Approximately one in six of India’s population is Dalit, some 200 million people. Most ‘untouchables’ live in extreme poverty, on less than a dollar a day, and suffer not only economic inequality but also social discrimination.

Forty-eight per cent of Dalit children show signs of malnutrition and 72 per cent are anaemic. A high percentage do not attend school or drop out after primary school, and only a quarter of girls living in rural areas attend school.
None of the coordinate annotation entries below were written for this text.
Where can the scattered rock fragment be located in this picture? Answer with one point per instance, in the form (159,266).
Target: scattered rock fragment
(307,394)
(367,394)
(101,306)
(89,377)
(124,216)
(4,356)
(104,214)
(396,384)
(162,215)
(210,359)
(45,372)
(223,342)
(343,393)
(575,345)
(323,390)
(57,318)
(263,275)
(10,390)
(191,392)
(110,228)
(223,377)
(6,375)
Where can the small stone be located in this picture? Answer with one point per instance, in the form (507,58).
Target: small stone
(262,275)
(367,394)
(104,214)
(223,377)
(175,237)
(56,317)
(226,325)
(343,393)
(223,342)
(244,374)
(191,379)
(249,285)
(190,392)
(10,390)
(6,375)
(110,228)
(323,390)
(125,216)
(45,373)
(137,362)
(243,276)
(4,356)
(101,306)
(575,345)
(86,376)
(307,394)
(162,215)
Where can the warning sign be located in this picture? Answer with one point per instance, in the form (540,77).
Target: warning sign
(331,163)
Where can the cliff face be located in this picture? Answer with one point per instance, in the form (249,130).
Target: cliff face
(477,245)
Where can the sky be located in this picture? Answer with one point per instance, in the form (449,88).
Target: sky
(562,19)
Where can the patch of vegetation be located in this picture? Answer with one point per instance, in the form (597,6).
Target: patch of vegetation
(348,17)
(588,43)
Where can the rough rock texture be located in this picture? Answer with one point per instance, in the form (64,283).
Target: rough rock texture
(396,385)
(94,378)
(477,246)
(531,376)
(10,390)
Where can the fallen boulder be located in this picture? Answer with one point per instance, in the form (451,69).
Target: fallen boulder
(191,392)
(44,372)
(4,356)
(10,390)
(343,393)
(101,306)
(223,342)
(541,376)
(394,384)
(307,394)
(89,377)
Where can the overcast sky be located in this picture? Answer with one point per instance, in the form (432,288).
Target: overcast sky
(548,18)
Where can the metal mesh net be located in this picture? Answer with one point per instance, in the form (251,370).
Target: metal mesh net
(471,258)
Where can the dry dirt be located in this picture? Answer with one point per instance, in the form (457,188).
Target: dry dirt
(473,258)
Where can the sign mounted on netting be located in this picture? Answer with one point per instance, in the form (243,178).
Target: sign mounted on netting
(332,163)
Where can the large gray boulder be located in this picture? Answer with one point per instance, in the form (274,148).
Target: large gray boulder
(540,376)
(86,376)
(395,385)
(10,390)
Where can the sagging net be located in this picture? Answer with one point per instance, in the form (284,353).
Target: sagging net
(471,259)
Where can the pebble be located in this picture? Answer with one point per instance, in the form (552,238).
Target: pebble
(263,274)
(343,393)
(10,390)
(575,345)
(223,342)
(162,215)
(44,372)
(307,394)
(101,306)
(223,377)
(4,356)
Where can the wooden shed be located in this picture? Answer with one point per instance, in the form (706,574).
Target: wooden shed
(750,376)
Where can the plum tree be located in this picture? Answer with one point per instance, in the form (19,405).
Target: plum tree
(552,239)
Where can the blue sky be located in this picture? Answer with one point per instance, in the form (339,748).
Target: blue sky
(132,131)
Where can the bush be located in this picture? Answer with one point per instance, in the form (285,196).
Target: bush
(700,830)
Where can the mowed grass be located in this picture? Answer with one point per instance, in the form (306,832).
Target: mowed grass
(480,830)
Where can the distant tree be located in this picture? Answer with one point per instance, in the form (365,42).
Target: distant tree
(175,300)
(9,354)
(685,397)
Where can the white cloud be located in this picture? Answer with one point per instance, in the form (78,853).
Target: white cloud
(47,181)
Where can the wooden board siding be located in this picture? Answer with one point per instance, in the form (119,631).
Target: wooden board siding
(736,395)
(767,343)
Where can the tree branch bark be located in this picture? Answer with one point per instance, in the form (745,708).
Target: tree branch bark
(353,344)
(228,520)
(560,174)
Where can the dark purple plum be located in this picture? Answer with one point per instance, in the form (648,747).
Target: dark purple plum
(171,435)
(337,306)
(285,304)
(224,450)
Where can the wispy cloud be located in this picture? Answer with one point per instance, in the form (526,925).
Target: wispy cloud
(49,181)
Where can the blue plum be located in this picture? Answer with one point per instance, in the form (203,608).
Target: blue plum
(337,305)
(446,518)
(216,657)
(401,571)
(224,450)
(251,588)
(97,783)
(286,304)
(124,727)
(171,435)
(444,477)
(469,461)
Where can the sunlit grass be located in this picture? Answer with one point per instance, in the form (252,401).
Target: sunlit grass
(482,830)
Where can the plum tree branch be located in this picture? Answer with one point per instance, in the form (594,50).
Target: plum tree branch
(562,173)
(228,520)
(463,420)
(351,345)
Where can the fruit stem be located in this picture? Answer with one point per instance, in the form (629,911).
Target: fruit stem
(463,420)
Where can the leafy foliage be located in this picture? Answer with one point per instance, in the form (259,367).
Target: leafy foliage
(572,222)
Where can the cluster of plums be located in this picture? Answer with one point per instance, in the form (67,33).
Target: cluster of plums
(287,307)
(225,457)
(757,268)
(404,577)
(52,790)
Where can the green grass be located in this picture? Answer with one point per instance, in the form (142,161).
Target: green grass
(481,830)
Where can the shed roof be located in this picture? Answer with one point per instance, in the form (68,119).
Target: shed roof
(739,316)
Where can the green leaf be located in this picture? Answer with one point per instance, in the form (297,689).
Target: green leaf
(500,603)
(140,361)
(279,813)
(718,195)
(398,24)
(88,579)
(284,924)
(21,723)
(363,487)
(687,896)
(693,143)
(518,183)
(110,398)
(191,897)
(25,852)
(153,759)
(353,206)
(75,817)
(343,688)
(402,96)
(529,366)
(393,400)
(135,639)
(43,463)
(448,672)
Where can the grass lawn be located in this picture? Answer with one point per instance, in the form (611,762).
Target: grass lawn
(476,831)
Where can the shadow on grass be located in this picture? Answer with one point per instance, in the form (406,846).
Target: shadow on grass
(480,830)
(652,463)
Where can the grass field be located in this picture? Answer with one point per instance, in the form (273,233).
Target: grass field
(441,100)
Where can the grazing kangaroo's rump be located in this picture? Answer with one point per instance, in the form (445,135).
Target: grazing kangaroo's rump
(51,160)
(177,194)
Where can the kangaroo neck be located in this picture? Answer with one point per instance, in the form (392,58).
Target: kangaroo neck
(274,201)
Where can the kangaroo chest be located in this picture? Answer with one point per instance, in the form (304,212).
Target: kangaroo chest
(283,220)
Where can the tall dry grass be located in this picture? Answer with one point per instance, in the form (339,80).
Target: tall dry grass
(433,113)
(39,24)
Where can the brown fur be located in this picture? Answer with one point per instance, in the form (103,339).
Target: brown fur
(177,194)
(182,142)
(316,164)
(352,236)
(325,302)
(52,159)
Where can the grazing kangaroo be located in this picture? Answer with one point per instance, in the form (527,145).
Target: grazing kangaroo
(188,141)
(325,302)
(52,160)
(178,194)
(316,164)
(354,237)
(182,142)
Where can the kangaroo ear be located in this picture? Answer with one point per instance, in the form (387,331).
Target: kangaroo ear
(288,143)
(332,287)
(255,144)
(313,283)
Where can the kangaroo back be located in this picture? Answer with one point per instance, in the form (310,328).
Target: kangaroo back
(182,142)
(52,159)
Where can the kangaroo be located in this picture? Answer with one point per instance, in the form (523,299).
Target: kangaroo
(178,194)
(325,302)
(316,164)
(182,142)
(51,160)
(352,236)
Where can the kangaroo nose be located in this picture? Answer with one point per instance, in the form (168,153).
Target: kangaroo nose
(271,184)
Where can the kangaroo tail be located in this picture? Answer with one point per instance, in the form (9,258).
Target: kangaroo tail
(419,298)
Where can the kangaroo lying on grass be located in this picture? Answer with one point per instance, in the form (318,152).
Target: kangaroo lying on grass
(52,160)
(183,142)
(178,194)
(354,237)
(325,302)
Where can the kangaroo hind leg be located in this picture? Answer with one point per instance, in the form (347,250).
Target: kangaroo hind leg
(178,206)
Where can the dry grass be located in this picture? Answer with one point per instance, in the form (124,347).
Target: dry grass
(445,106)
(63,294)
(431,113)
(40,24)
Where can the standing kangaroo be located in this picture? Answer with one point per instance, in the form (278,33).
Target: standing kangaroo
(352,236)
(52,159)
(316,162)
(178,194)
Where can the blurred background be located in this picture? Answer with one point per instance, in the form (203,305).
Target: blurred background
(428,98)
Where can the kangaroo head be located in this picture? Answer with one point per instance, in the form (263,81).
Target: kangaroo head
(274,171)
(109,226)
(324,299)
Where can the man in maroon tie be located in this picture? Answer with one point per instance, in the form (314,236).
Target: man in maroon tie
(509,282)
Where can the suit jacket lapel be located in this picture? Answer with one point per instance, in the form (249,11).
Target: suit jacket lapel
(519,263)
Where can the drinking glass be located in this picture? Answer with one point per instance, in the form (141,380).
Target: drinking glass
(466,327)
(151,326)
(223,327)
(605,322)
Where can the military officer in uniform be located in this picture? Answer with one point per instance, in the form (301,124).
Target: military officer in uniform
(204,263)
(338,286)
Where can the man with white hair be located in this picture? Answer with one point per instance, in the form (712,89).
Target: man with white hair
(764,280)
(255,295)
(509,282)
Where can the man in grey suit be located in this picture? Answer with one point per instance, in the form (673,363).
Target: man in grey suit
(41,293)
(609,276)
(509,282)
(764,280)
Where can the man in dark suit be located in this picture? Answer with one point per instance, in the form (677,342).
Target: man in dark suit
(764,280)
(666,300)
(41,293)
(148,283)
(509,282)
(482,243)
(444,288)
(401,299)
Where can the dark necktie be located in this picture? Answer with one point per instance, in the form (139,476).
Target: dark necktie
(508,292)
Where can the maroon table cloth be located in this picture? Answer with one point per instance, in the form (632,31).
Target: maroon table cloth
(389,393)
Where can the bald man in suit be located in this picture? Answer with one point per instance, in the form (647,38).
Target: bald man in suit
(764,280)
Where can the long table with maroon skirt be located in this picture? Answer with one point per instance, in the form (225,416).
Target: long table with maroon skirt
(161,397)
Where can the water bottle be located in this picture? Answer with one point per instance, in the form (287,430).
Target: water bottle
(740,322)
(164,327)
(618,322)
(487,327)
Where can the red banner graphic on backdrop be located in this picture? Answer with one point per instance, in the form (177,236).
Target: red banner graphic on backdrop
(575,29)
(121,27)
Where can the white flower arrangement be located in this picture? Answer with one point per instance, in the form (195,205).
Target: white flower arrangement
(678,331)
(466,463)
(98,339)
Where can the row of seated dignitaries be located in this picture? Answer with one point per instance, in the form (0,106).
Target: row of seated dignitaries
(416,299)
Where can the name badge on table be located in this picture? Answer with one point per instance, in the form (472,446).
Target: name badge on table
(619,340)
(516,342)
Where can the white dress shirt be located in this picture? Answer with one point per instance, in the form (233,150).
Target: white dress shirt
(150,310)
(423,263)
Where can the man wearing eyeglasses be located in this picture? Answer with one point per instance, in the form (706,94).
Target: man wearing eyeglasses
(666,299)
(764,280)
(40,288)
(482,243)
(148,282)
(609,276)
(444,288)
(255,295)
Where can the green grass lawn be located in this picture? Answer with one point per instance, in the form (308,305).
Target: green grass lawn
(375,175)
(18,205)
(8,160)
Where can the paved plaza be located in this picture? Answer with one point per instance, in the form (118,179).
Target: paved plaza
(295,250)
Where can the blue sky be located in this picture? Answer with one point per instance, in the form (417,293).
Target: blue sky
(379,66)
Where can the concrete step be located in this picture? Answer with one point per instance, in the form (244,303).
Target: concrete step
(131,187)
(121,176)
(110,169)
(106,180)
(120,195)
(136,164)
Dalit children routinely face verbal and physical abuse from teachers and peers; and in addition to dealing with extreme poverty, they know that they are unlikely to achieve equal opportunities simply because they were born as “untouchables”.

When you are born in India, a country that is as big as a continent in size, within the pariah social class, you are forbidden the right to draw water from a well, you cannot enter a temple to pray, let alone make offerings, which, due to the profuse religiosity of Indians, is a heinous way of separating you from your beliefs.

Some are killed in the streets, where they are picked up by others of the same social status, and these deaths are never investigated, as they are hardly taken into account as people.

In almost 40% of public schools, Dalit children have to eat separately from other pupils; and in 20% they are not allowed to drink water from the same source. They are considered impure. Discrimination is the main cause of school dropout: almost 70% of Dalit children between 5 and 15 years of age leave school without completing their studies and only stay in the education system for an average of 3 years. For all these reasons, education has not been a priority for Dalit communities and many children start working from the age of eight or nine to support their families, so it is very important to carry out campaigns to raise parents’ awareness of the importance of their children receiving an education.

According to the study ‘Untouchability in rural India’, carried out by academics and activists in more than 500 villages in eleven Indian states, in 47% of these localities, wedding marches by Dalits on horseback were banned, and in 8.4%, untouchables even had to seek permission from upper castes to marry; they are forbidden to shake hands with members of other castes, and even to go out on the streets at certain times of the day.
“As a group, when they seek to assert their constitutional right to equality, Dalits are often targeted by the upper castes (who see their dominant position threatened and use violence) to teach Dalits a lesson (…) by constantly reminding them of their subordinate status,” the study says.

But there are always exceptions that confirm the rule, as was the case of Ambedkar, who belonged to the Mahar community, an untouchable group in the Mumbai area, but was the first Indian to obtain a doctorate from a British university. He was an economist and lawyer and was one of the fathers of the Indian Constitution.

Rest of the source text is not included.